DeBauche has been working towards that perfect punt since he began playing flag football in first grade.

"Punting was just always something I had a knack for," he said. "It was something I would go and do in my yard. I actually remember trying to punt it over the power lines and the telephone lines in my yard…

"I don't know what I was doing, I just remember doing that. Instead of kicking it off the ground like a field goal, I would try to make a field goal with a punt."

DeBauche won the starting punter's job at Bay Port High School in Green Bay, Wis., as a sophomore and learned the nuances of punting from Steve Johnson, a Bay Port assistant coach at the time who punted for Iowa State.
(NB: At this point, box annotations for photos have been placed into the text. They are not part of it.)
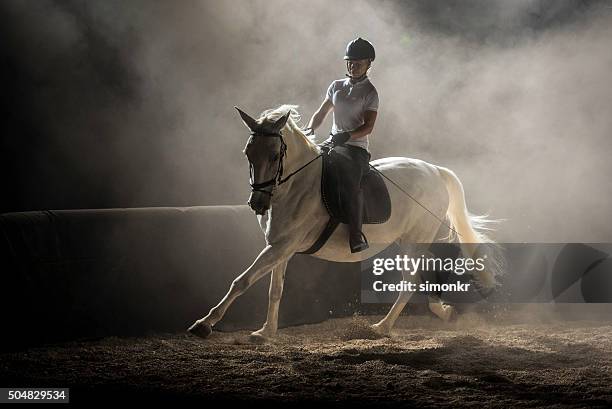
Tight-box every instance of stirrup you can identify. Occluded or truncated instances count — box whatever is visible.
[349,232,370,253]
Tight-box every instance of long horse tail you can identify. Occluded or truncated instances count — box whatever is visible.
[438,166,504,289]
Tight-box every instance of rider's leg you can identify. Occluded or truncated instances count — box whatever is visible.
[334,145,370,253]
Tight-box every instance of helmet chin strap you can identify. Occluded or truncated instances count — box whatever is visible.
[344,72,368,82]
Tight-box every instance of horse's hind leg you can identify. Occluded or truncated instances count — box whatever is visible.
[188,245,291,338]
[372,264,420,335]
[250,261,288,342]
[429,296,457,322]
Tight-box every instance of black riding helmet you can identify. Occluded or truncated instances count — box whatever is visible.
[344,37,376,61]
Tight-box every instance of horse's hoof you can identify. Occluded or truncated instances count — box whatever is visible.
[187,321,212,338]
[370,324,391,337]
[249,331,270,344]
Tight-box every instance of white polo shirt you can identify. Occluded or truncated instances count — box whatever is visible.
[326,77,378,152]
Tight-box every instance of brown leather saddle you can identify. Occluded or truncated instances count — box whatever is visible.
[300,150,391,254]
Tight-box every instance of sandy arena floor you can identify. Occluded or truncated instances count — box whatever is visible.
[0,313,612,408]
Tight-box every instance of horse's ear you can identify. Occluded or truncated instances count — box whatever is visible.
[272,111,291,132]
[234,107,258,131]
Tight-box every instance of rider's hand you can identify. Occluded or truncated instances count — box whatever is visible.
[332,132,351,146]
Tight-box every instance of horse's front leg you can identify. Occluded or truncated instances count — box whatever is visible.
[250,260,289,342]
[188,244,291,338]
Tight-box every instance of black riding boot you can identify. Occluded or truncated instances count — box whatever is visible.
[348,189,370,253]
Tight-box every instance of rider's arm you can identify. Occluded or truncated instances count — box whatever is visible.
[306,99,334,131]
[350,111,377,139]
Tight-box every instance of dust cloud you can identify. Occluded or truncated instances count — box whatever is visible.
[0,0,612,242]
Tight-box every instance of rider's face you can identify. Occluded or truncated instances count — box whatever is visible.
[346,59,370,78]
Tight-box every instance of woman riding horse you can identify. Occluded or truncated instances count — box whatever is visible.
[306,38,378,253]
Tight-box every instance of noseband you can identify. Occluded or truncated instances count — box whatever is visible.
[249,131,323,197]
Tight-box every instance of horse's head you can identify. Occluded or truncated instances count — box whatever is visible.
[235,107,290,214]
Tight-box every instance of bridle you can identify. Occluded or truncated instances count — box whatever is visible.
[249,131,287,196]
[249,131,323,197]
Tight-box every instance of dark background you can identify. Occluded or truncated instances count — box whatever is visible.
[0,0,612,242]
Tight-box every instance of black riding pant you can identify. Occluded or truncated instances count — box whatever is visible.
[334,145,370,194]
[333,145,370,240]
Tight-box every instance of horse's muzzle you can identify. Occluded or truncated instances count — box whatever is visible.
[247,192,270,215]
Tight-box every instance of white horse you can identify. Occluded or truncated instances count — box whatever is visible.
[189,105,496,342]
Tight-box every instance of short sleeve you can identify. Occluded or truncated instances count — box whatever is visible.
[325,81,336,102]
[363,89,378,111]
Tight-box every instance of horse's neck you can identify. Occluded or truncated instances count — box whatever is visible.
[285,131,319,175]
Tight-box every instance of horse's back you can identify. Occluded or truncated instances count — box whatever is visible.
[371,157,448,226]
[370,156,442,187]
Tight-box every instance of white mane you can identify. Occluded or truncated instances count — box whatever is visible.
[258,104,317,148]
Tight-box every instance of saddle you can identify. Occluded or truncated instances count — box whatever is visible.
[300,147,391,254]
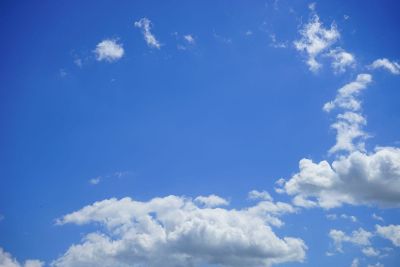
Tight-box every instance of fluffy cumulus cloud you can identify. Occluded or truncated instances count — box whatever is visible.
[369,58,400,75]
[194,195,229,208]
[361,247,380,257]
[0,247,44,267]
[294,14,340,72]
[323,73,372,112]
[52,196,307,267]
[323,73,372,154]
[329,228,373,252]
[134,18,161,49]
[376,224,400,247]
[279,147,400,209]
[248,190,272,201]
[183,34,196,45]
[94,39,124,62]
"He really showed me just little technique things that would really help out, showed me drills that would help out to improve (me) as a punter," DeBauche said. "I guess I just built from what he showed me."

DeBauche would also end up playing receiver and quarterback during his prep career but punting was what drew Wisconsin's attention and propelled him into a competition for the Badgers' starting spot in his true freshman season. Veteran R.J. Morse won the position last year and enjoyed a much improved junior campaign, averaging 40.7 yards per punt, including five of 50 or more yards.

Meanwhile, DeBauche was taking full advantage of his redshirt year. He struggled with consistency in his first fall camp and first season but made a few small mechanical adjustments and progressed through a year of workouts, eventually winning the punting job just before the 2004 season opener.

"It's your freshman year, the expectations are high," Murphy said of the inconsistency. "There are so many things that go into being a college kicker and a college punter in terms of timing, in terms of operation. When you are a high school punter, a high school kicker, you have time. Now, all of a sudden you get into college and protection is a matter of timing: how fast can you get the ball off. And it changes your footwork a little bit."

DeBauche got the footwork down and in January made a slight adjustment to the way he holds the football prior to his drop. He slid his hand less than an inch further underneath the ball, but noticed a difference.

"(It) gave me a little better control and a little more feel for the ball," he said.

Mostly, though, DeBauche benefited from the year he spent honing his skills on the field and in the film room.

"Just knowing myself as a punter and knowing what I can do and what I can't do," he said. "If I wasn't strong in one area, just working on getting better in that area and try to become an all-around punter and be able to be consistent."